The district court certified a class under Rule 23(b)(3). The central issue on appeal was whether it was proper to include in the class persons who were not injured because, for example, they would have chosen to continue to buy the name brand drug even after the generic versions were on the market. The First Circuit majority concluded that such persons could be included in the class definition, but “[a]t the class certification stage, the court must be satisfied that, prior to judgment, it will be possible to establish a mechanism for distinguishing the injured from the uninjured class members.” Id. at *19. The majority further recognized that no evidence was presented below as to whether or how this could be done. The court suggested, however, two methods: (1) a rebuttable “presumption that consumers would purchase the generic if it were available,” similar to the rebuttable presumption of reliance in certain securities class actions; or (2) testimony from each class member, perhaps by affidavit or declaration. Id. at *21-22. The court found this permissible because the number of potentially uninjured parties was “de minimus.”

So what is “de minimus”? According to the majority, “de minimus” should be defined “in functional terms,” and in this case the evidence suggested that the number of uninjured class members was somewhere between 2% and 5.8% of the class. Id. at *50-51. But where would they draw the line? What if it were 10% or 20% of the class?

Significantly, the majority further found that standing was satisfied because “[t]o the extent that it is necessary that each and every member of the class who secures a recovery also has standing, the requirement will be satisfied – only injured class members will recover.” Id. at *55. But, as the Supreme Court has explained, standing must be satisfied “at the outset of the litigation,” or the “commencement of the litigation . . . .” Friends of the Earth, Inc. v. Laidlaw Environ. Servs. (TOC), Inc., 528 U.S. 167, 180, 189 (2000). When does litigation commence for purposes of the absent class members? This likely occurs when a class is certified and the opt-out process has taken place—that is when class members become parties to the litigation. Smith v. Bayer Corp., 131 S. Ct. 2368, 2379 (2011). This was not addressed by the First Circuit, but potentially could support an argument that, when a class is certified, or at least after the opt-out period has expired, the class members must have standing. That issue, however, is for another day.

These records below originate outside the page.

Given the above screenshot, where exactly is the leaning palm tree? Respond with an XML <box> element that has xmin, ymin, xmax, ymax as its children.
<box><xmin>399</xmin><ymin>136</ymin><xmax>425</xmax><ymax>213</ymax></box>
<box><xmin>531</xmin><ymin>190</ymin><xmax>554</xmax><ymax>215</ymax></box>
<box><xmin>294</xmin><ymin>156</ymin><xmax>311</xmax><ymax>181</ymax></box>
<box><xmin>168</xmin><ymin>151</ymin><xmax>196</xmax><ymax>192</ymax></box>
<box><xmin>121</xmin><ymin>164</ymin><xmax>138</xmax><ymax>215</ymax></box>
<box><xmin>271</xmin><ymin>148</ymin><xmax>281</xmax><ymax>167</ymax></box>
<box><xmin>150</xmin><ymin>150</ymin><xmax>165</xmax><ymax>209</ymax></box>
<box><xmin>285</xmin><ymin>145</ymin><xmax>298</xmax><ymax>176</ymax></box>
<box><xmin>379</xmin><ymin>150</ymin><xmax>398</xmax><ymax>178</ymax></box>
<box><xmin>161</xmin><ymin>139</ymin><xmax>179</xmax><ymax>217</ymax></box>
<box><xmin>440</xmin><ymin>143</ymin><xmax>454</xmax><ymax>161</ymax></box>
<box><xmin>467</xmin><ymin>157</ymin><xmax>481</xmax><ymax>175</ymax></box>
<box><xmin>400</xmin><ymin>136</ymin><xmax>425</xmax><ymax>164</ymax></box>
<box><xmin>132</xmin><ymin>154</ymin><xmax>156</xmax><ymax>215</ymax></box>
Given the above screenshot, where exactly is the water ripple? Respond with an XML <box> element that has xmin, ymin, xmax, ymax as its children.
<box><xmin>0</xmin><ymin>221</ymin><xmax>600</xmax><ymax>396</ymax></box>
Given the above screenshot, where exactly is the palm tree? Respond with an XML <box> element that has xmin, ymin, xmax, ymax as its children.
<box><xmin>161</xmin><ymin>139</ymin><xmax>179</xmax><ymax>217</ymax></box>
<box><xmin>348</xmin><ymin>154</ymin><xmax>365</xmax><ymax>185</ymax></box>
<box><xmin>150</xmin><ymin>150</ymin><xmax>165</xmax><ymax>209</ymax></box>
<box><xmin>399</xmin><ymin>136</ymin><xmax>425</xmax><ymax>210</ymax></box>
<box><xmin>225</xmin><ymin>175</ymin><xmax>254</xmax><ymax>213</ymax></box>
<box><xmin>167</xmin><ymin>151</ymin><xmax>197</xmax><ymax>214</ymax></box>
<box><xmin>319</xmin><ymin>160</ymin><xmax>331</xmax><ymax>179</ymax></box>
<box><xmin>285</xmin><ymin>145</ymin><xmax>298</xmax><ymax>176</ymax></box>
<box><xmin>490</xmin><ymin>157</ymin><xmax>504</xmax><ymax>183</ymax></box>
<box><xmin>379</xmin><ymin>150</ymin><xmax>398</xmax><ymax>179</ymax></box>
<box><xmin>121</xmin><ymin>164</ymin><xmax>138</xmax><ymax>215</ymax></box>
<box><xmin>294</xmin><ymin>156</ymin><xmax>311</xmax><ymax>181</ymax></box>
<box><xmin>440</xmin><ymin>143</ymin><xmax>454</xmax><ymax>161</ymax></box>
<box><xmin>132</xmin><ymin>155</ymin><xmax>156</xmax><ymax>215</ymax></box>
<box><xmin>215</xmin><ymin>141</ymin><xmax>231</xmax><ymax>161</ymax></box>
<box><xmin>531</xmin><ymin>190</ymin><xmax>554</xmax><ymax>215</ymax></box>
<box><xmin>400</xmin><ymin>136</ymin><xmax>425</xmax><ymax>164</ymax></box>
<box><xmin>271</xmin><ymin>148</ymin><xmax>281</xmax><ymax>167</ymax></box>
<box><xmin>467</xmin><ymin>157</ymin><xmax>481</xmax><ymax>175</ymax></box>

Judge Kayatta wrote a strong dissent. He disagreed with the result reached by the majority because: (1) the purportedly “de minimus” number of uninjured class members was estimated at over 24,000; (2) “the district court has not identified—much less rigorously analyzed—any method for identifying and excluding these thousands of consumers prior to entry of judgment”; and (3) it was improper, in his view, for an appellate court to create its own proposed method for culling out uninjured class members that was never proposed by the plaintiffs or considered by the district court. Judge Kayatta also noted that, during the pendency of this interlocutory appeal, the district court had taken the case to trial without conducting any culling method. The most colorful sentence of the dissent wrote that “the majority affirms a certification order based entirely on a fiction that we know to be false.” Id. at *67.

The issues presented in this opinion are an important arrow in defendants’ quiver. Many proposed class actions, including insurance cases, involve significant numbers of uninjured or potentially uninjured putative class members. In the context of insurance claims, for example, many consumers who were affected by an allegedly unlawful practice were not necessarily injured when you review how the claim was handled in its entirety. The problems in identifying those who were not injured, and whether they are even properly part of a class at all, including whether they have standing, potentially can be strong grounds for defeating class certification.